28 Ottobre 2024 Rino Genovese  1128

È evidente che tra Conte e Grillo sia il primo ad avere ragione, se non altro perché da tempo sta cercando di portare fuori il Movimento 5 Stelle (pessimo nome, che alla fine potrebbe anche essere cambiato) dalla palude qualunquista da cui prese le mosse. Conte ha soprattutto ragione se si pensa che, nonostante il ben noto moralismo, i 5 Stelle sono ancora legati a Grillo da un ignobile contratto da trecentomila euro all’anno – non proprio bruscolini. Per fare che cosa, poi? Comunicazione – la parola magica che, nella forma di una comunicazione politica spettacolarizzata via Internet, sostituisce la politica vera e propria. Quel contratto è la prova provata che i due fondatori, Grillo e Casaleggio, avevano un occhio puntato sui soldi, nel momento in cui diedero vita alla loro creatura politica: nessuna generosità, un affare come un altro. Ed è mai possibile che un vecchio riccone come Grillo, che si è fatto i soldi con i suoi spettacoli, debba percepirne ancora degli altri da un gruppo politico che ostenta invece atteggiamenti spartani nei confronti dei propri eletti?

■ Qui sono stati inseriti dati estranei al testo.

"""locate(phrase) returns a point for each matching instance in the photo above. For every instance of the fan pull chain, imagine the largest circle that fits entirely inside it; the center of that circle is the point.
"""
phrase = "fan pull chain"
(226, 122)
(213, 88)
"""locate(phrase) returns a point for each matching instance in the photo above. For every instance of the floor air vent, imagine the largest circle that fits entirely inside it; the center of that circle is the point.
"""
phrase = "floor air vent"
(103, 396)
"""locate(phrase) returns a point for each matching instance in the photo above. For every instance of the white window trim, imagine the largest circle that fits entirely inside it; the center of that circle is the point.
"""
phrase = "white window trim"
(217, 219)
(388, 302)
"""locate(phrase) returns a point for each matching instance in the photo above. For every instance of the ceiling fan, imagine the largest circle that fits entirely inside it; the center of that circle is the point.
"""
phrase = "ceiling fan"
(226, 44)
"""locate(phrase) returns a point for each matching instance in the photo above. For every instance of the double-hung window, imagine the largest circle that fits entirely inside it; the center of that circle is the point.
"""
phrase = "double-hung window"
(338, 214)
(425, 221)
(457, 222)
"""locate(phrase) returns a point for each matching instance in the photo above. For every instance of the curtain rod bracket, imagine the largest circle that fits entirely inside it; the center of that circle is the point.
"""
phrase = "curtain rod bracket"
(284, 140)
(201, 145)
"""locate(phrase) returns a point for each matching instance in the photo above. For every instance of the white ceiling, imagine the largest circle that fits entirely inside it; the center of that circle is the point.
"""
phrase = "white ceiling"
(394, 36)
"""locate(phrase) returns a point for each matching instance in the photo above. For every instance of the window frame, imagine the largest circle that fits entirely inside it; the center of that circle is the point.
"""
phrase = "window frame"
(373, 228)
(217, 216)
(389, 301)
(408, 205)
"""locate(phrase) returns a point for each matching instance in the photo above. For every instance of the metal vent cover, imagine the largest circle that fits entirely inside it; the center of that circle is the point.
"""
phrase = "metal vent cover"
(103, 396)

Più in particolare, la vicenda mette in chiaro, ormai in maniera definitiva, che la matrice aziendale, da cui i 5 Stelle sono nati, era la stessa del berlusconismo da loro tanto odiato. Sia pure con un approccio diverso rispetto a Forza Italia – con un’insistenza sulla partecipazione democratica attraverso la rete –, la sostanza era la stessa: due imprenditori, anziché uno come nel caso di Forza Italia, si danno a un’avventura politica, mettendola su, nel caso di Casaleggio, grazie alla sua azienda di comunicazione (non va dimenticato che il Gianroberto, prima di mettersi in proprio con Grillo, era stato il curatore della comunicazione dell’effimera Italia dei valori di Di Pietro).

Ora, è vero che Conte ha ereditato un “partito personale” (divenuto tale dopo la morte dell’altro co-fondatore), e che, a sua volta, non è estraneo a un leaderismo personalistico, soprattutto quando fa mostra di volere competere con il Pd. Ma ciò non toglie che abbia ragione nel volersi sbarazzare di Grillo. Tanto più che i voti che c’erano da perdere – in gran parte rientrati nell’astensione, quando non ritornati a destra – i 5 Stelle li hanno già persi.

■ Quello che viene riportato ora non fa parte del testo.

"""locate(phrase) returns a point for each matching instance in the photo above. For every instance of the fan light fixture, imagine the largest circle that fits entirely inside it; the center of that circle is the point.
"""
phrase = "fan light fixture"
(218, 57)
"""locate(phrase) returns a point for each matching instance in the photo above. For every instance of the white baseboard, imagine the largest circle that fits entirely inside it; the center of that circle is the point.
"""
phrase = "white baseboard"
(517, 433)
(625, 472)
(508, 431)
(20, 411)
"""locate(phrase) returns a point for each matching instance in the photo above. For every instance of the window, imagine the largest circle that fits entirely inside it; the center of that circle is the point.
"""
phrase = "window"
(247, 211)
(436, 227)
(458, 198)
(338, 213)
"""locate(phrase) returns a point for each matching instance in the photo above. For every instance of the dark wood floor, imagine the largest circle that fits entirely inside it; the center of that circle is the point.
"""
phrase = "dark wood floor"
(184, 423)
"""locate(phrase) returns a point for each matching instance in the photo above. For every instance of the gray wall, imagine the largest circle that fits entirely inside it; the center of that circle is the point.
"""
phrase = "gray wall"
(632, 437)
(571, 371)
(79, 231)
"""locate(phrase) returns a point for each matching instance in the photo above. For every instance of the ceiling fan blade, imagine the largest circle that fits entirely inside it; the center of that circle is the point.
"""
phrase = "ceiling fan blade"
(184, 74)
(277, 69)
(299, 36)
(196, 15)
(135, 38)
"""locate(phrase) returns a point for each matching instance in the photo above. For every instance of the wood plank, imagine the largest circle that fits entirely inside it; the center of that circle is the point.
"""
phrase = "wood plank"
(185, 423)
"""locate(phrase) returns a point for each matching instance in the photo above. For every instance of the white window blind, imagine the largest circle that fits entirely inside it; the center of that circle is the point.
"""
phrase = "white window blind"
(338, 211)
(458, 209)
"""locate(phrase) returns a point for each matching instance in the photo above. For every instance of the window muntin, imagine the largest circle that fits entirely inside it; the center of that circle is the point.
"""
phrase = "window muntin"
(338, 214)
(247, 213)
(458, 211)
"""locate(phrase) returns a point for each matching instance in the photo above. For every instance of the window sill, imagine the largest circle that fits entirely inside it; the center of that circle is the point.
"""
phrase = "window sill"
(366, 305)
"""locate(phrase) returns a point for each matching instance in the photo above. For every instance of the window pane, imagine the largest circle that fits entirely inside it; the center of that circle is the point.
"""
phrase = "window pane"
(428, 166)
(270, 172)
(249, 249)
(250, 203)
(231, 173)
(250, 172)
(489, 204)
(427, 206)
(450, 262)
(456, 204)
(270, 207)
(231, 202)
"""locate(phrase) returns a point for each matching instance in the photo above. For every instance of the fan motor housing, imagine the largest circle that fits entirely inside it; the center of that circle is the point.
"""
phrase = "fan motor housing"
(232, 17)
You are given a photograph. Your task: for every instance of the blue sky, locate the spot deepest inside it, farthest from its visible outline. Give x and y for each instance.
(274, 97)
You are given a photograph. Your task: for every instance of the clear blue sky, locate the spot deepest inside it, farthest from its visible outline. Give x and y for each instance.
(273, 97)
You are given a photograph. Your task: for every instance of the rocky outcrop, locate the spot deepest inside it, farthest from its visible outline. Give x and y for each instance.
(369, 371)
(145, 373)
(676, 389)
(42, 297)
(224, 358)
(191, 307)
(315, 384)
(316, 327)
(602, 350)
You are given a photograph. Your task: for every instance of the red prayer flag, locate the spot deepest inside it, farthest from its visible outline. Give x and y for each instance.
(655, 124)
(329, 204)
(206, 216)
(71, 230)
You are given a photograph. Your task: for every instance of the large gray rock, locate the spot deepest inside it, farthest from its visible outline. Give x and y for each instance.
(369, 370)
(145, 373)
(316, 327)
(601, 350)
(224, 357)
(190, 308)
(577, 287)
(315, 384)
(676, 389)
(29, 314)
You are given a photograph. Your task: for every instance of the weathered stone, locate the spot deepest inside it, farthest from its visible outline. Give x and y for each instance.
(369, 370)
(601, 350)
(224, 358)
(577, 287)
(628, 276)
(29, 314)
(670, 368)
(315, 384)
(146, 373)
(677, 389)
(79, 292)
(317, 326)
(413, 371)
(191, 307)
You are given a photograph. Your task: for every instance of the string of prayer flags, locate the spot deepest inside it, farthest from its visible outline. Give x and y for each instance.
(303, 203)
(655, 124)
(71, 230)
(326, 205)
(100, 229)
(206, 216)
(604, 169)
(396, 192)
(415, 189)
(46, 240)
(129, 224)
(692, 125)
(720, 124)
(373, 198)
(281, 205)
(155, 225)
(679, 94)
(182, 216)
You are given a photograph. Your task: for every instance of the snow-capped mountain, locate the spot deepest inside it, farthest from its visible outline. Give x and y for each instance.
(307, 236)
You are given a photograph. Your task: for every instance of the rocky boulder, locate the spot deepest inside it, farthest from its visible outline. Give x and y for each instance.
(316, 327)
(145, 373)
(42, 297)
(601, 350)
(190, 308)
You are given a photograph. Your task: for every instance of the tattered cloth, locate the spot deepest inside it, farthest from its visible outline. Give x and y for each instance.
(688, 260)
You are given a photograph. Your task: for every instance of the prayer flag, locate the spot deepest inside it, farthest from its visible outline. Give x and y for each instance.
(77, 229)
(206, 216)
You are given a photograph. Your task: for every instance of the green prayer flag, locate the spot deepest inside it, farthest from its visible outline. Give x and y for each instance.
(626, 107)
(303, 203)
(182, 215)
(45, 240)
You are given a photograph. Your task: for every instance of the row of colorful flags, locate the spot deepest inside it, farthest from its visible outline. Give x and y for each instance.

Conte ha anche ragione a essersi impuntato sulla faccenda del “ritorno a casa” di Renzi (tuttavia volutamente dimenticando le difficoltà interne affrontate dalla segretaria Schlein, che ha preso in mano un partito mezzo renziano); ma non può più aspirare, con il dissolvimento del qualunquismo originario, che proprio lui si è impegnato a dissolvere, a essere il leader della coalizione alternativa alle destre. I 5 Stelle devono rassegnarsi: sono un cespuglione, se non un cespuglio, nel “campo largo”.

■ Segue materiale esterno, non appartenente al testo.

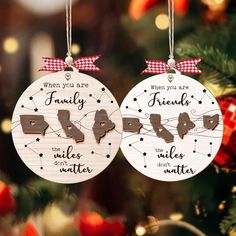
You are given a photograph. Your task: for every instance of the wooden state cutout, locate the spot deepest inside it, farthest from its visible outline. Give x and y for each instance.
(69, 128)
(160, 130)
(211, 122)
(184, 125)
(33, 124)
(132, 125)
(102, 125)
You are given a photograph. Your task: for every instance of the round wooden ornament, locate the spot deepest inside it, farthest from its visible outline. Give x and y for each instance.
(67, 127)
(173, 127)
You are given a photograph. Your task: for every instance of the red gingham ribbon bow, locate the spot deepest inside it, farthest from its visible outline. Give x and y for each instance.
(159, 67)
(82, 63)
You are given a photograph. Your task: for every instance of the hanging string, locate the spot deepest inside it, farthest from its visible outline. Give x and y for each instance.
(171, 15)
(68, 27)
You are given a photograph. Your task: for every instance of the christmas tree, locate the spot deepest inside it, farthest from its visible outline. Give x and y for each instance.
(119, 201)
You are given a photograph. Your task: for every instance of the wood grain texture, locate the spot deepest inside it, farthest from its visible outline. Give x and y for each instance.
(68, 102)
(174, 142)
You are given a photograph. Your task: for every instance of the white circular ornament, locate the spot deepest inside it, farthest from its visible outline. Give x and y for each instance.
(172, 125)
(67, 127)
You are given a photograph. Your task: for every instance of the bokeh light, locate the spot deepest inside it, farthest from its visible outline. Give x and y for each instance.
(10, 45)
(75, 48)
(140, 230)
(176, 216)
(162, 21)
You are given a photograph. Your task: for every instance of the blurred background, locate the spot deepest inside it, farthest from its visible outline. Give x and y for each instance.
(120, 201)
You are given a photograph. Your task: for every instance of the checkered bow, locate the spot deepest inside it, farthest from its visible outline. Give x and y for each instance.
(187, 66)
(82, 63)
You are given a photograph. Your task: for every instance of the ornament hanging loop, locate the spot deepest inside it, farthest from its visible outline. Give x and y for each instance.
(171, 16)
(69, 59)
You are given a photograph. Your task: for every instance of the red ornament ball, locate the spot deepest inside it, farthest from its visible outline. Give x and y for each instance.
(93, 224)
(7, 202)
(226, 157)
(29, 230)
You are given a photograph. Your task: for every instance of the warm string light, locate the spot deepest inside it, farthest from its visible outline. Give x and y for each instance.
(10, 45)
(221, 206)
(75, 49)
(162, 21)
(140, 230)
(176, 216)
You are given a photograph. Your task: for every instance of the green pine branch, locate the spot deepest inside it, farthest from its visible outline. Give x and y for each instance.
(216, 45)
(229, 222)
(218, 68)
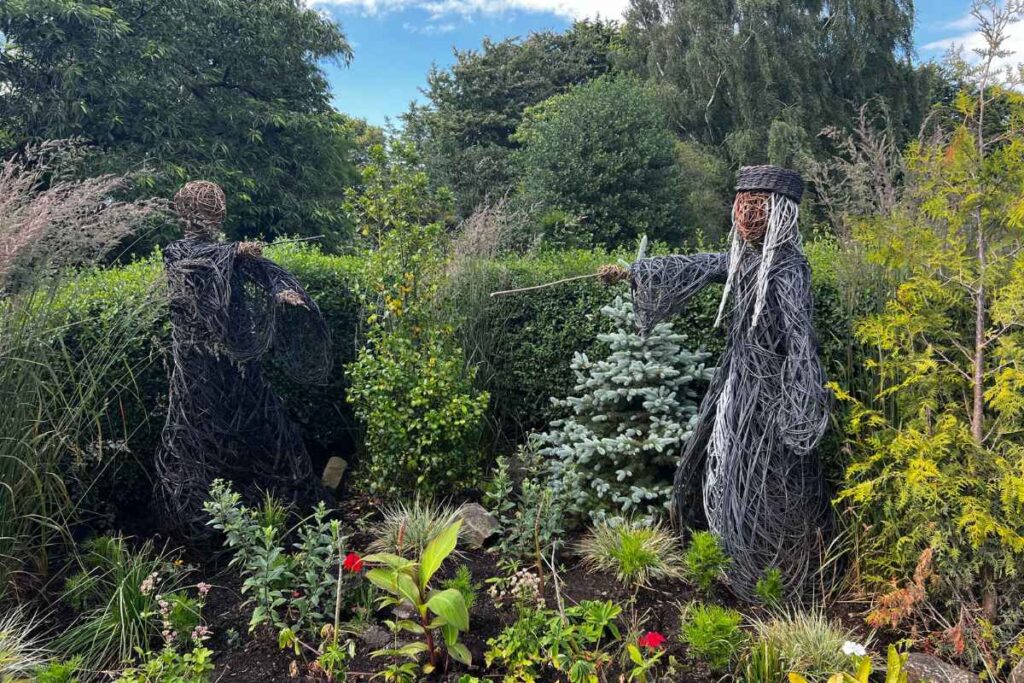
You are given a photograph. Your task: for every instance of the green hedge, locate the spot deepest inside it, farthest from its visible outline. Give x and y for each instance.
(522, 344)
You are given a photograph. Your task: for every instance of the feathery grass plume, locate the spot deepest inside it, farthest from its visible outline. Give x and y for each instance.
(635, 552)
(49, 219)
(20, 649)
(119, 601)
(406, 529)
(807, 642)
(57, 383)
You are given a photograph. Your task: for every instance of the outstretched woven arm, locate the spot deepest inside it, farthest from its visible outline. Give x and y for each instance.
(663, 285)
(803, 415)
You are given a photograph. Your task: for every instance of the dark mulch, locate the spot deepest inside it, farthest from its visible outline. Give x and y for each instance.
(257, 657)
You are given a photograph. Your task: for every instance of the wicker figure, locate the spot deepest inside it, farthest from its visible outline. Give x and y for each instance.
(228, 307)
(751, 467)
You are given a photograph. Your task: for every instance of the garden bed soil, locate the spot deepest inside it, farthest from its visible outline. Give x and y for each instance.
(256, 657)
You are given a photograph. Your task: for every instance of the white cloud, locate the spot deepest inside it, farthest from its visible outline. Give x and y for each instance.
(970, 41)
(572, 9)
(430, 29)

Del resto anche così conservano un potere di interdizione non da poco: se il Pd, andando avanti nella costruzione di una coalizione, sarà spinto a prendere una posizione meno sdraiata su quella dell’amministrazione statunitense (e questo sarebbe più facile nel caso in cui fosse rieletto Trump), ciò sarà in parte un frutto dell’influenza della linea pacifista di Conte. Il quale però – ripetiamolo – non potrà che essere un comprimario, non il candidato alla presidenza del Consiglio, nell’alleanza che verrà.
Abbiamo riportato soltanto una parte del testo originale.